Dès lors, l'enjeu est bien de savoir si cette offensive sur le secteur historique du développement de la bio (la distribution spécialisée) est vouée à "conventionnaliser" le secteur en important les méthodes et objectifs de la Grande Surface Alimentaire ou bien si elle laisse la porte ouverte à d'autres logiques économiques. Certains pensent, comme Périco Legasse, dans un doute méthodologique de bon aloi, que cette initiative niçoise est prometteuse de ce point de vue. La question du prix "juste" sera au cœur des agencements marchands (voir article précédent du blog) à trouver entre les acteurs de la production et ceux de la distribution.

démocratiser, c'est re-politiser?

Le journal du dimanche nous apprend dans un récent article sur les halles alimentaires à Paris qu'un des nouveaux slogans de la marie pourrait être "Du bio pour tous". Une délibération en ce sens lors de la prochaine assemblée municipale, les 4, 5 et 6 juillet devrait avoir lieu.

Afin de tenir "un engagement de campagne" (l'alimentation serait un enjeu de santé publique...), on apprend qu'un élu du groupe communiste, Nicolas Bonnet, a fait une proposition de création d'un "nouveau dispositif", baptisé "Les 4 Saisons solidaires", visant à "promouvoir le droit à une alimentation saine et accessible". Concrètement, il s'agit d'installer des "halles alimentaires" dans Paris, c'est-à-dire des magasins parapublics, tenus par des prestataires extérieurs aidés par la Ville, "dédiés à l'alimentation durable" et ouverts à tous.

La délibération, dont le JDD dévoile la teneur dans son article, précise : "que ces futures halles alimentaires vendront des "produits issus des circuits courts, solidaires du producteur – rémunéré à un juste prix – et des consommateurs, sans distinction sociale". On y trouvera donc des produits, bons et pas chers, bio ou provenant de l'agriculture dite "intégrée" ou "raisonnée" : fruits et légumes, produits laitiers, viande, poisson, épicerie…" (c'est nous qui soulignons). Le prix "juste" donc au cœur de cette proposition d'économie publique - privée en vente (presque) directe. On apprend ainsi que l'élu serait parti du constat que "l'offre en bio est abondante à Paris (Biocoop, Bio c'Bon, Naturalia…), mais réservée à certains quartiers et à des catégories de populations aisées. Or, selon l'Inserm, 6,3 % des ménages parisiens et de petite couronne vivent en "insécurité alimentaire". Autre chiffre : le coût du panier moyen à Paris est de 466 euros, contre 410 euros en France, selon UFC-Que choisir. Pour faire baisser les prix, plus élevés dès lors qu'il s'agit de bio, un rapport de l'Inspection générale de la Ville de Paris (IGVP) préconise notamment la disparition des intermédiaires (circuit court) et des loyers modérés (200 € le m2 rue Bichat)."
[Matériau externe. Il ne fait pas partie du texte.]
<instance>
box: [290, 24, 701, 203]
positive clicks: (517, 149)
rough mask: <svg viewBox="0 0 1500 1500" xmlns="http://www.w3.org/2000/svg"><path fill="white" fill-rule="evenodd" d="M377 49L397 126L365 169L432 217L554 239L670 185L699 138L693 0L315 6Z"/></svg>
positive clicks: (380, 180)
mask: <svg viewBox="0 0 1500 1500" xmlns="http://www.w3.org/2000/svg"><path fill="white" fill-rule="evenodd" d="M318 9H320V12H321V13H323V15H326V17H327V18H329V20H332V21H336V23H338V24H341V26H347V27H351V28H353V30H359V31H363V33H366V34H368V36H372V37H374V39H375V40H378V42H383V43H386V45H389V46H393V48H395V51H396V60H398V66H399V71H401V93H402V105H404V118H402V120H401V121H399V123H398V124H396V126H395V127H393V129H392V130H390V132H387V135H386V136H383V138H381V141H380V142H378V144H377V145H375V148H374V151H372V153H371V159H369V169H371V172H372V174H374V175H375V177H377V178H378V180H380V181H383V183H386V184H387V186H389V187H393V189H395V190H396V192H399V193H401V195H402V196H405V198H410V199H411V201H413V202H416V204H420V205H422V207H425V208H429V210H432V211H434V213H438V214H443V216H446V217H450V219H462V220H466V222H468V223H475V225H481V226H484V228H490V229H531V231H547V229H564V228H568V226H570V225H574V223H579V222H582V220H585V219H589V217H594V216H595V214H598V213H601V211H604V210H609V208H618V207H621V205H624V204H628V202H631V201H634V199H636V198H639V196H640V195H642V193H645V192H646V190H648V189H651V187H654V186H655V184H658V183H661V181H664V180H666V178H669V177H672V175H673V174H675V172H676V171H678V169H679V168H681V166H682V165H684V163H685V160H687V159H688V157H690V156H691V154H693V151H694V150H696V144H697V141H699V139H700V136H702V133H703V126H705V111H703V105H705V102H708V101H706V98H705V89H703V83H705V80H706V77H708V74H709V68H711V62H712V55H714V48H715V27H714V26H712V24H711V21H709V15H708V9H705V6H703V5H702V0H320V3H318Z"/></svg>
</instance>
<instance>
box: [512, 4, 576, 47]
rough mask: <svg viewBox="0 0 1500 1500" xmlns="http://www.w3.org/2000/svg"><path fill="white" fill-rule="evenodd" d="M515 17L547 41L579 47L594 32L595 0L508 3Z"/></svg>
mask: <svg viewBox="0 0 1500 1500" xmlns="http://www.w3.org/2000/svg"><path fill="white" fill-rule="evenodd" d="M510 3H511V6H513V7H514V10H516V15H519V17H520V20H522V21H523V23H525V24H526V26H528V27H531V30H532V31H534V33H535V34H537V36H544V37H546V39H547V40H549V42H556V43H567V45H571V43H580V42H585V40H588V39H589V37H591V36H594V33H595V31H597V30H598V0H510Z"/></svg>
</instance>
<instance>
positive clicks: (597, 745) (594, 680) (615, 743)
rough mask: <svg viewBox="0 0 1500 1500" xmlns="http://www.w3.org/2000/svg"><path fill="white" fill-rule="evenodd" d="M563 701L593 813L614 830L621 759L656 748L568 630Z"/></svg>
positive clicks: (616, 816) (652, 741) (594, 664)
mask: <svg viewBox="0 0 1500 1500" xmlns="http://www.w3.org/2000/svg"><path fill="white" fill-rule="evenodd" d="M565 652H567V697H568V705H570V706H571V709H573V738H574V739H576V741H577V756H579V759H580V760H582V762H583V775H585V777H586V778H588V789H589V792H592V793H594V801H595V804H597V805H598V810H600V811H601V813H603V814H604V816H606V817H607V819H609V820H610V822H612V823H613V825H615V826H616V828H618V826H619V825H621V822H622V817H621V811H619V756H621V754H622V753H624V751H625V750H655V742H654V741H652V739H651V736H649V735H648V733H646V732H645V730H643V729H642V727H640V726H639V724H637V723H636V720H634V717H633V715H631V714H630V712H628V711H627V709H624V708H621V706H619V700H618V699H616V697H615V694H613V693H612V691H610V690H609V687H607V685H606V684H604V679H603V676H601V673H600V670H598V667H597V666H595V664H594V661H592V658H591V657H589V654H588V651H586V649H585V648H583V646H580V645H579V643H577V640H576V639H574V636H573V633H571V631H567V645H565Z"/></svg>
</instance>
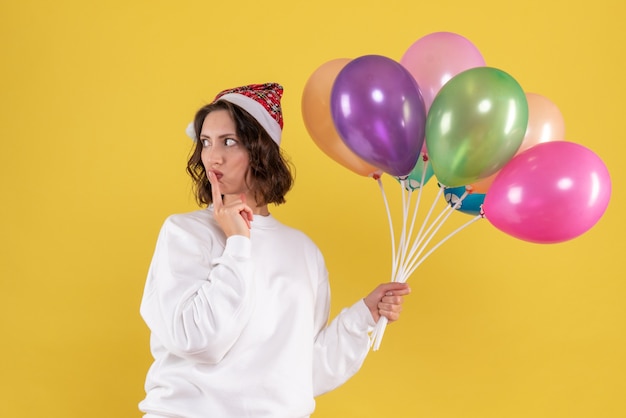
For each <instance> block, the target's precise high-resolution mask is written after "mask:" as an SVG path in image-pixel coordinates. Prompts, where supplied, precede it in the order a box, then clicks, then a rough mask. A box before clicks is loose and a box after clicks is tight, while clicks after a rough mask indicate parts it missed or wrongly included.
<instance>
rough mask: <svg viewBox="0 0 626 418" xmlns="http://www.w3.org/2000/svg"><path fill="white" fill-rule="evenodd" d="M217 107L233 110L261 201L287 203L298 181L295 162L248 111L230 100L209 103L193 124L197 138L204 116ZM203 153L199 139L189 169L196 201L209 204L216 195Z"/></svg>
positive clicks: (229, 112)
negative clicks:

La première halle qui doit ouvrir rue Bichat dans le 10ème au rez-de-chaussée d'un immeuble neuf de logements sociaux de Paris Habitat, remplacera le projet d'ouverture d'un Monoprix dont un collectif d'habitant ne voulait pas. Une société d'économie sociale et solidaire qui se substitue à une enseigne spécialisée sur le "premium bio" dans la même rue où Augustin Legrand a ouvert son restaurant bio "le Bichat" :"McDo, c’est le modèle à abattre ; on veut créer un contre-modèle. On cuit tout en bocaux dans un autoclave ; ça fait baisser le prix de revient et il n’y a pas besoin d’extraction. A terme, on va essayer de travailler avec nos propres produits, avec nos propres jardins. Notre but est de maîtriser toute la chaîne, donc les coûts. Ici, tu peux venir à n’importe quelle heure, tu vas pouvoir manger vite sans que ça te coûte cher (...)".

Deux exemples de la rue de "la bio pas chère mais au prix juste" dans le 10ème arrondissement qui montrent, clairement, que l'économie du projet, notamment des liens amont-aval, rural-urbain, compte plus que le seul projet de l'économie.